Pulling myself into a ball, I waited to feel its horrific fangs sink into my flesh. But rather than attacking me, it sailed up over my head and disappeared.
Falling backward to the ground, my heart hammering, I was awash with terror and relief that resulted in a bath of hot tears in my eyes. Wiping them quickly, I sat a moment, looking down at the dark cellar before daring to venture into it.
Inside the cellar, everything had been torn apart. Sacks of dried rye were spread across the floor. Barrels of potatoes were tipped. Jars of pickled vegetables lay smashed on the ground.
As I turned in a circle, looking at the damage, Abigail and her group of fortune-seeking girls appeared in the hatch doorway.
“What have you done?” Abigail asked in a taunting voice.
“I’ve done nothing. I found it this way,” I defended myself.
“Oh, then it must have been Tituba.”
“Not she, either. It was a very large dog that got in here. I saw it.”
“My uncle always keeps this storage space locked. Did the dog have a key?” Abigail asked snidely.
“Of course not,” I snapped.
“Then someone let him in or forgot to lock the door. I see that you have been entrusted with a key,” she said, glancing at the ring of household keys at my waist.
&n
bsp; “What have you come here for, Abigail?” I asked sharply.
“I need rye. We are baking dream cakes.”
“What is a dream cake?” I asked.
“After we eat them, we will dream of our future husbands. That way each of us can recognize him when he comes along.”
“What else is in these cakes?”
Abigail wiggled her fingers, mocking me. “Ohhhh, all sorts of spooky, witchy things — very secret ingredients.” Her brows knit into a frown. “Let us have the rye or I will say you caused all this damage.”
It seemed to me that I had no choice but to let them take the rye they wanted. I didn’t think it would be missed anyway. “Where will you bake these cakes?” I asked.
“Over an open fire in the woods,” Ann Putnam answered, showing the large frying pan she held.
After they’d loaded their pan with rye, the girls left. Only then did I notice the black specks scattered through the remaining kernels of tan rye on the floor. I’d seen rye at home and had never noticed anything like this. I gathered a handful of the grain and poured it into my apron pocket.
After bringing my packages into the kitchen, I took a broom and some rags out to clean the root and grain cellar as best I could. The cellar was always cold, and especially so on a January afternoon, so I worked quickly to accomplish my task and move inside as soon as possible. I was almost done when Tituba appeared in the doorway, her black hair undone and disheveled — clutching a carving knife. Her eyes were lit with a wild fire.
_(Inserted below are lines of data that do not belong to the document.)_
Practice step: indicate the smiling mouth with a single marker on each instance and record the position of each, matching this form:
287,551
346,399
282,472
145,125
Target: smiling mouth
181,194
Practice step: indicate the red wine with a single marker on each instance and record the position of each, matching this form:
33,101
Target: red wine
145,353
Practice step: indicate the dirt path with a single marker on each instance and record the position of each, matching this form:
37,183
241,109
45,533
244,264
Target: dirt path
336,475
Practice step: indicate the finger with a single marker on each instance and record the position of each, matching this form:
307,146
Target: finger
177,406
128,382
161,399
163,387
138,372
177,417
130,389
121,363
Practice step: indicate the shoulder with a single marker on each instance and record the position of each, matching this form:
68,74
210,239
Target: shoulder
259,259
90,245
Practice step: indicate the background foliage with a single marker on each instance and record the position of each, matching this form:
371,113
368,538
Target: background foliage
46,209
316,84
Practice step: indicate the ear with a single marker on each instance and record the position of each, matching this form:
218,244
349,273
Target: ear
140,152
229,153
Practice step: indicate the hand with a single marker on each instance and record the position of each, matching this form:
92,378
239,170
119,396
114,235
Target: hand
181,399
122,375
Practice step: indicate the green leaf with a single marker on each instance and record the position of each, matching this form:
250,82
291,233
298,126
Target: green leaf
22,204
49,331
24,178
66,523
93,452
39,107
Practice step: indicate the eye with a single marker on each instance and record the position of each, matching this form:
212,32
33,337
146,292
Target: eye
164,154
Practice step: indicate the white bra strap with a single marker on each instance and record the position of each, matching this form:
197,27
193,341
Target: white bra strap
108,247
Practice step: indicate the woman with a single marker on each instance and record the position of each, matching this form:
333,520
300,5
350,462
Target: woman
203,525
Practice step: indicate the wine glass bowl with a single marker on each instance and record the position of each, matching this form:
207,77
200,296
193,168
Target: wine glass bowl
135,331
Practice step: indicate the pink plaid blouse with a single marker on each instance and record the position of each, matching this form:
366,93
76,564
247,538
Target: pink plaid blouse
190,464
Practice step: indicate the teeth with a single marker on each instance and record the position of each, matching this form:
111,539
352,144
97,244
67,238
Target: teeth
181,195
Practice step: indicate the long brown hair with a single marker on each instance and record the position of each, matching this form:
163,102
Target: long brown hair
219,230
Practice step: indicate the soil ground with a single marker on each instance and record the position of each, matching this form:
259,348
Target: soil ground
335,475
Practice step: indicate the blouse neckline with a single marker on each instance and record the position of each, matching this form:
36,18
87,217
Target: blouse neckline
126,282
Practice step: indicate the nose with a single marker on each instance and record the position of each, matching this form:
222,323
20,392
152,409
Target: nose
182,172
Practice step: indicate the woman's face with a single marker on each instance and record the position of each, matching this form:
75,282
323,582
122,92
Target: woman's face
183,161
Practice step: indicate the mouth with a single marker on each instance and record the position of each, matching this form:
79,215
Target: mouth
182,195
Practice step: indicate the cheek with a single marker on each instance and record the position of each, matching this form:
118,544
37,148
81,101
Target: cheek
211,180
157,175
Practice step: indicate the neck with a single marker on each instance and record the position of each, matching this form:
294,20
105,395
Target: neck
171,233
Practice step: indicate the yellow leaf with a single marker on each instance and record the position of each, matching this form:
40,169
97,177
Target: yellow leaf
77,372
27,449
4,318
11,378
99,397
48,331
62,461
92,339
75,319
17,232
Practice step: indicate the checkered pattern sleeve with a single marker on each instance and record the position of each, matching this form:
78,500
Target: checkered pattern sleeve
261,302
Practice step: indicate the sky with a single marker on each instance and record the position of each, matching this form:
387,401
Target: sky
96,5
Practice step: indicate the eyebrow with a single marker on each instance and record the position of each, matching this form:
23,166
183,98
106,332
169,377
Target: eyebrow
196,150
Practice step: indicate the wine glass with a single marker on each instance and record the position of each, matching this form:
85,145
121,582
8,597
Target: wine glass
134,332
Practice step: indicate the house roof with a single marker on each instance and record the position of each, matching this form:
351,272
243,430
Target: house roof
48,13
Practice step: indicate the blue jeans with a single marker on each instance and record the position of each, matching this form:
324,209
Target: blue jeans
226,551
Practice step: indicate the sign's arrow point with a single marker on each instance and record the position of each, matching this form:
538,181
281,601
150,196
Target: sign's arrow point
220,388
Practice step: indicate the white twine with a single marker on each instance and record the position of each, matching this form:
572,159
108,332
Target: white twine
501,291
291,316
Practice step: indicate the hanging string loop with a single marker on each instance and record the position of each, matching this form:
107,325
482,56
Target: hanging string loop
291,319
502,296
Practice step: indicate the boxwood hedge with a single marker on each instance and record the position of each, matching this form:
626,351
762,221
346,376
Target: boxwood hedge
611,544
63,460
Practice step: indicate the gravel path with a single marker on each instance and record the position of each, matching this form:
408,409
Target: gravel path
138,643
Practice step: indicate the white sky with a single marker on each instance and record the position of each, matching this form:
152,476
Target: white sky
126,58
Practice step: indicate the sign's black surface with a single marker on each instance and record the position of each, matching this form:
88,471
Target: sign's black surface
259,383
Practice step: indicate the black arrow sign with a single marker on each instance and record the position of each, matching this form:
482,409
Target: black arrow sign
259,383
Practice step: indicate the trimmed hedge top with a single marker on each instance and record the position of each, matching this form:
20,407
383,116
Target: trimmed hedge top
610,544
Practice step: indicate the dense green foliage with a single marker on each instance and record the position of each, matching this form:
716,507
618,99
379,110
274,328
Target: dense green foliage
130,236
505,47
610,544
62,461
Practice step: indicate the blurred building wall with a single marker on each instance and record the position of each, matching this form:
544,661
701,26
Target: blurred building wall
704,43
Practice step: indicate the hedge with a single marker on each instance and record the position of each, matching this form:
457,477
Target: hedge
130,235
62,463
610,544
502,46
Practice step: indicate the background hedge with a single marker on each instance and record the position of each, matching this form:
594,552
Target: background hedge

“Tituba! What happened?!” I cried as she collapsed into me, too weak to stand any longer.
“Witches!” Tituba sobbed.
I sat with Tituba in the kitchen and listened to her incredible story. She had been outside scrubbing the lean-to floor when the same three women we’d seen drop the large maple appeared out of nowhere and surrounded her. Bronwyn was inside their circle, accompanied by the black dog. Tituba swore the dog spoke to her in a growl, intoning the words: “Serve me!”
“I will not serve you,” Tituba had insisted.